Colon Cancer Genetics Group, Medical Research Council Human Genetics Unit, Medical Research Council Institute of Genetics & Molecular Medicine, Western General Hospital, The University of Edinburgh, Edinburgh, United Kingdom.
Int J Cancer. 2019 Nov 1;145(9):2427-2432. doi: 10.1002/ijc.32550. Epub 2019 Jul 27.
Genome-wide association studies have thus far identified 130 genetic variants linked to colorectal cancer (CRC) risk (r < 0.2). Given their implication in disease causation, and thus plausible biologically effects on cancer-relevant biological pathways, we investigated whether these variants are associated with CRC prognosis and also whether they might provide predictive value for survival outcome. We conducted the analysis in a well-characterized population-based study of 5,675 patients after CRC diagnosis in Scotland. None of the genetic risk variants were associated with either overall survival (OS) or CRC-specific survival. Next, we combined the variants in a polygenic risk score, but again we observed no association between survival outcome and overall genetic susceptibility to CRC risk-as defined by common genetic variants (OS: hazard ratio = 1.00, 95% confidence interval = 0.96-1.05). Furthermore, we found no incremental increase in the discriminative performance when adding these genetic variants to the baseline CRC-survival predictive model of age, sex and stage at diagnosis. Given that our study is well-powered (>0.88) to detect effects on survival for 74% of the variants, we conclude that effects of common variants associated with CRC risk which have been identified to date are unlikely to have clinically relevant effect on survival outcomes for patients diagnosed with CRC.
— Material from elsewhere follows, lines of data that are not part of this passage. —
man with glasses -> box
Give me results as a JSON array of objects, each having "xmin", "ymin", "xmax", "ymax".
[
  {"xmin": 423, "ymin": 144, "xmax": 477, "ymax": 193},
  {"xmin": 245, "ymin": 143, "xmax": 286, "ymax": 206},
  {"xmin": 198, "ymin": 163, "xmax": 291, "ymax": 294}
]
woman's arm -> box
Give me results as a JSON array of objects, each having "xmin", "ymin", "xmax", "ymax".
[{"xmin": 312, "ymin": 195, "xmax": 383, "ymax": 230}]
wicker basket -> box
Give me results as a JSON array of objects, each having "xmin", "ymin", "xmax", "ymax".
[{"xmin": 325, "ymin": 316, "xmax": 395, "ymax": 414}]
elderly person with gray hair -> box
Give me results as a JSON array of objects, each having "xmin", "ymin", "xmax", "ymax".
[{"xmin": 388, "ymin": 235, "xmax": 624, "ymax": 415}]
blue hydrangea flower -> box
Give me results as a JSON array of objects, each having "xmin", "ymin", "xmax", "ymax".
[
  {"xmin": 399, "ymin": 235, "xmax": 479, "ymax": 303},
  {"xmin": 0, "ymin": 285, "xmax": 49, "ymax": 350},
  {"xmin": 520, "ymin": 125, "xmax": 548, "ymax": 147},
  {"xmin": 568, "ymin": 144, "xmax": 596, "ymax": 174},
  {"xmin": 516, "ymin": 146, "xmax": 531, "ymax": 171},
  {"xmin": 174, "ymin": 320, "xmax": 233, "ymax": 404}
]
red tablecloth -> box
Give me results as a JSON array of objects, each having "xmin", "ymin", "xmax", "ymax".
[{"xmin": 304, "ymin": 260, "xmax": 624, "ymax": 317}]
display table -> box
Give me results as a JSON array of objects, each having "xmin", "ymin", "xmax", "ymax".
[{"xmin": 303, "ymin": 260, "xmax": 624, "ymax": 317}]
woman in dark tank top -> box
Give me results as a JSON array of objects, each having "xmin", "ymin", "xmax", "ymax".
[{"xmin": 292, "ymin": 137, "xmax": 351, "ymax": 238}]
全基因组关联研究迄今为止已经确定了 130 个与结直肠癌(CRC)风险相关的遗传变异(r < 0.2)。鉴于它们在疾病发病机制中的作用,以及它们对癌症相关生物学途径的潜在生物学影响,我们调查了这些变异是否与 CRC 预后相关,以及它们是否可能为生存结果提供预测价值。我们在苏格兰进行的一项针对 5675 例 CRC 确诊后患者的特征明确的基于人群的研究中进行了分析。这些遗传风险变异均与总生存期(OS)或 CRC 特异性生存期无关。接下来,我们将这些变异组合在一个多基因风险评分中,但我们仍然没有观察到生存结果与常见遗传变异定义的 CRC 风险总体遗传易感性之间存在关联(OS:风险比=1.00,95%置信区间=0.96-1.05)。此外,当将这些遗传变异添加到基于年龄、性别和诊断时分期的基线 CRC 生存预测模型中时,我们发现对生存的判别性能没有明显提高。鉴于我们的研究具有足够的效力(>0.88),可以检测到 74%的变异对生存的影响,我们得出结论,迄今为止确定的与 CRC 风险相关的常见变异的影响不太可能对诊断为 CRC 的患者的生存结果产生临床相关的影响。